Electrical impedance tomography (EIT) is able to detect rapid lung volume changes during breathing. The aim of our observational study was to characterise the heterogeneity of regional ventilation distribution in lung-healthy adults by EIT and to detect the possible impact of tobacco consumption. A total of 219 nonsmokers, asymptomatic ex-smokers and current smokers were examined during forced full expiration using EIT. Forced expiratory volume in 1 s (FEV1), forced vital capacity (FVC) and FEV1/FVC were determined in 836 EIT image pixels for the analysis of spatial and temporal ventilation distribution. Coefficients of variation (CVs) of these pixel values were calculated. Histograms and medians of FEV1/FVCEIT and times required to exhale 50%, 75%, 90% of FVCEIT (t50, t75 and t90) were generated.

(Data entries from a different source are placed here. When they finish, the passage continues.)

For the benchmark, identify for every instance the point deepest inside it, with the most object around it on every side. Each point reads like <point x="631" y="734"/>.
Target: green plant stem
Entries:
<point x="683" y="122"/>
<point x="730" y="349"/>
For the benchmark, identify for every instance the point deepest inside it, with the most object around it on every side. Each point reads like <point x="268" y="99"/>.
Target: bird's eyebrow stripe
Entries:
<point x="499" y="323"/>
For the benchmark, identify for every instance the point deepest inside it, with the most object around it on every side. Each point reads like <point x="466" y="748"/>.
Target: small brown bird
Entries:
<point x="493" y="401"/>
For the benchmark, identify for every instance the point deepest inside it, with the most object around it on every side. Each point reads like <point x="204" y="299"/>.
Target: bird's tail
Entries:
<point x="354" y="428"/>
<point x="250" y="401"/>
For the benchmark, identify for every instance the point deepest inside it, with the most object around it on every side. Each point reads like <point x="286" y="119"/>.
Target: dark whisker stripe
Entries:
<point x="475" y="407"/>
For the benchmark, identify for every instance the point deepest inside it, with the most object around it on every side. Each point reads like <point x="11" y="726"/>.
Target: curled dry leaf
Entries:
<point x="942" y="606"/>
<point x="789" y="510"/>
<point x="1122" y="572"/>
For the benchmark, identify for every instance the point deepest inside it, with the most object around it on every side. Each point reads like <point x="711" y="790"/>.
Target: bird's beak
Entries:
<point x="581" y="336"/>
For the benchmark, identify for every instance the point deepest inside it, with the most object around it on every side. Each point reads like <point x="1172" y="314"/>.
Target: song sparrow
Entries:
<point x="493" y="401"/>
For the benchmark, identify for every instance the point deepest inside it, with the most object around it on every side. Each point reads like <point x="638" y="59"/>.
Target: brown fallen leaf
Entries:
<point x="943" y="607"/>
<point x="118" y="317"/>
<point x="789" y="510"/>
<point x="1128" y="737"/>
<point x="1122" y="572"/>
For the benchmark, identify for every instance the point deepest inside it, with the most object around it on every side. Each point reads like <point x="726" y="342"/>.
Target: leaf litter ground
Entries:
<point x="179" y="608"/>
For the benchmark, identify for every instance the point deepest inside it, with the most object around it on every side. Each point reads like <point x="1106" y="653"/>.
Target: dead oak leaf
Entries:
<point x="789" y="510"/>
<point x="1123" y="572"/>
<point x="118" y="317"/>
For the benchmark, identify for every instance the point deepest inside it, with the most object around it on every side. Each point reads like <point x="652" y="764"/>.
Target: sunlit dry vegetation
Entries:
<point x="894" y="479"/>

CV of FEV1/FVCEIT distinguished among all groups (mean±sd: nonsmokers 0.43±0.05, ex-smokers 0.52±0.09, smokers 0.62±0.16). Histograms of FEV1/FVCEIT differentiated between nonsmokers and the other groups (p<0.0001). Medians of t50, t75 and t90 showed the lowest values in nonsmokers. Median t90 separated all groups (median (interquartile range): nonsmokers 0.82 (0.67-1.15), ex-smokers 1.41 (1.03-2.21), smokers 1.91 (1.33-3.53)). EIT detects regional ventilation heterogeneity during forced expiration in healthy nonsmokers and its increase in asymptomatic former and current smokers. Therefore, EIT-derived reference values should only be collected from nonsmoking lung-healthy adults.